It has been more than two year now since I got the idea to write about my depression and Prozac experience upon reading Prozac Nation. I mentioned this in this blogpost in 2016. I had not been sure at first if I did indeed want to write a memoir or attempt a fictional novel based on my story. At one point was going to give into the idea of a novel, and write this brief story that I considered using as the basis of a novel (This was originally posted on my blog in February 2016):
The young girl who looked like a princess sat in the psychiatrist's office, expressing why she was there.
"I've been treated like a servant," she said, looking very depressed. "After my real mother died, my father remarried, then he died, leaving me with that awful new wife of his and her two mean daughters." Tears fell from her eyes.
"They made me do all the work," she continued. "They wouldn't let me go to the ball. But then my fairy godmother appeared and granted my wish and when I got there, the prince was madly in love with me.
"But I had to leave before midnight before the spell wore off, and I lost my glass slipper." She paused.
"Did all this really happen?" the psychiatrist asked.

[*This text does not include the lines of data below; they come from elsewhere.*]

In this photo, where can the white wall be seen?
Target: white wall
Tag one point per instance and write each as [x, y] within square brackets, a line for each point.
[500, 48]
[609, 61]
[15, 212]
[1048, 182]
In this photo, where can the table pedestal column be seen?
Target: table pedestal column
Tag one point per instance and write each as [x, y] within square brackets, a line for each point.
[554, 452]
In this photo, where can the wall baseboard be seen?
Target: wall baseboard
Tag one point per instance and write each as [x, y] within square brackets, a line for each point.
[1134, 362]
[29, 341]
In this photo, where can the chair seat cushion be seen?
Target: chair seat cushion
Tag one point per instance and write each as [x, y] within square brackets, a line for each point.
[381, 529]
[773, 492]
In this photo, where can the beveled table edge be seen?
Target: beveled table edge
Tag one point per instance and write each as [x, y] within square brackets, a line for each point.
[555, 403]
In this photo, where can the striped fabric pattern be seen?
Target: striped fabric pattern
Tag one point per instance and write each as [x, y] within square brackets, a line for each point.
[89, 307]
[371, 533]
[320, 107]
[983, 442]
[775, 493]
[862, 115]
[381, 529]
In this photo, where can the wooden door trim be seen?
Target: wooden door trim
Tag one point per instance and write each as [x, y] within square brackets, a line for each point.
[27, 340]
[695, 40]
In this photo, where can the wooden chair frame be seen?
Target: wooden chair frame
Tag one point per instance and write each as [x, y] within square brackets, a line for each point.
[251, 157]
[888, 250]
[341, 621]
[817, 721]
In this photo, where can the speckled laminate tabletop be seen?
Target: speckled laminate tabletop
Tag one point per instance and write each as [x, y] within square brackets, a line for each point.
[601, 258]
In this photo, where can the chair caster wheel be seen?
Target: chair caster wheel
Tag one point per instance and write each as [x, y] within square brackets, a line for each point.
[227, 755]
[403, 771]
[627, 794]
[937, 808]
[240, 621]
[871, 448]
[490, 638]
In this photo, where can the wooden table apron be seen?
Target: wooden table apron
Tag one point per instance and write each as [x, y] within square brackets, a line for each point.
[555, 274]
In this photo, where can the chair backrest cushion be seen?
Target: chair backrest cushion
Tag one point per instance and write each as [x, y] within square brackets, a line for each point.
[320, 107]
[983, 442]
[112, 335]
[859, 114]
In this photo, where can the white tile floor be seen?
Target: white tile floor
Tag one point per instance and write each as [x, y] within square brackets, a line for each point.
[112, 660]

"No, it turned out to be an awful dream. When I awoke, I wanted to harm myself by cutting or making myself fall down."
"I can see you are very depressed," the doctor observed.
"Yes," she agreed. "What can I do?"
"Well, it seems you may need some medication. We'll start you off on 10 mg of Prozac." He entered her information into his computer.
Later that afternoon, she picked up her prescription, to be begun the following morning. She read over the papers she and her doctor had signed and the notes from the pharmacy. It was just the beginning of her Prozac journey.(It should be obvious what this a retelling of ;) There have been many such stories. I've read all but the last one in the image below):
In some ways, the truth can be exaggerated, even in a memoir.